Another data cleaning approach is about replacing “B” value with “Benign ” and “M” with “Malignant” in Diagnosis column. To do that, we right click on the diagnosis column (number 1). Then click on the “Replace Value” (number 2) in Transform tabe. In replace values place, for “Value To Find” type “B” (number 3) then “Replace With” the “Benign”. Do the same for Malignant.
The result of the applied query will be look like below picture:
Another data cleaning is about data normalization. normalization has been explained in Part Two. We want to convert all the measurement value in same scale. hence we click on “Transform” tab, then in transform tab click on the data set (any numeric column). In this step we are using R scripts to normalize data. So, we click on the R scripts to perform normalization.

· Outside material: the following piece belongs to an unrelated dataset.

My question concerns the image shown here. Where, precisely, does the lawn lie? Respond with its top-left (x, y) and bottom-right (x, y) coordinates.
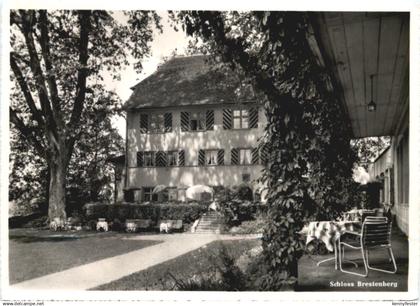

we write the same code we have in Part 2. the whole data (wis_bc_data) will be hold in “dataset”. for doing normalization, we first write a function (number 1) and the function will be store in”normalize” variable. Then we apply normalize function on dataset. (number 3). we want to apply the function on numeric data not text (diagnosis column) hence, we refer to dataset[2:31] that means apply function on column 2 to column 31. the result of the function is data frame that will be sored in “wbcd_n” variable.
In next step, we are going to create test and train data set (Part 2). in this example, we going to put aside row number 1 to 469 for training and creating model and from row number 470 to 569 for testing the model. Finally, data is ready, now we able to train model and create KNN algorithm.
We already installed package “Class” in R studio. Now we able to call function KNN to predict the patient diagnosis. KNN function accept the training data set and test data set as second arguments. moreover the prediction label also need for result. we want to use KNN based on the discussion on Part 1, to identify the number K (K nearest Neighbor), we should calculate the square root of observation. here for 469 observation the K is 21. the result is “wbcd_test_pred” holds the result of the KNN prediction. however, we want to have the result beside the real data so we store the test data set in “output” variable, then add the separate column to store the prediction result (number 3). Then click on “OK” to apply the R scripts on data.
We will see below output:
for each output (Data frame in R scripts), we will have a table value. we store the final result in “output” in our R scripts, so we click on the Value (table) in front of the “output” name (see above picture). The result will be look like below picture. In output, we will have the “Test” dataset and in the last column, we will have the prediction results. If you look at the left bottom side, you will see 100 rows that are the number of test case we have.
After R transformation, just click on the “Close&Apply” to see the result in visualization.
However, sometimes you want also see the patient ID in result data set. So what we do is to change the R code, as below :
That means, we just get the whole data set from row 470 to 569. This data set is original one that contains the patient ID.
Hence, just close and apply the query.
In the below visualization, I have shown the result of the prediction and the real data. In current dataset we have patient ID, real data about the doctor’s diagnosis and the predicted diagnosis by KNN. in Real Diagnosis filter (picture:number 1) we able to select patient that “Malignant” and in second filter we able to choose the prediction result “Benign”. this will show us the cases that prediction could not work properly.
we have 2 cases that the KNN predict in wrong way. as you see in below picture.
In the next series, I will talk about the other algorithms such as Neural Network (Deep Learning), Time series, and Decision Tree.
Moreover, there is an upcoming series on Azure ML which will be start soon.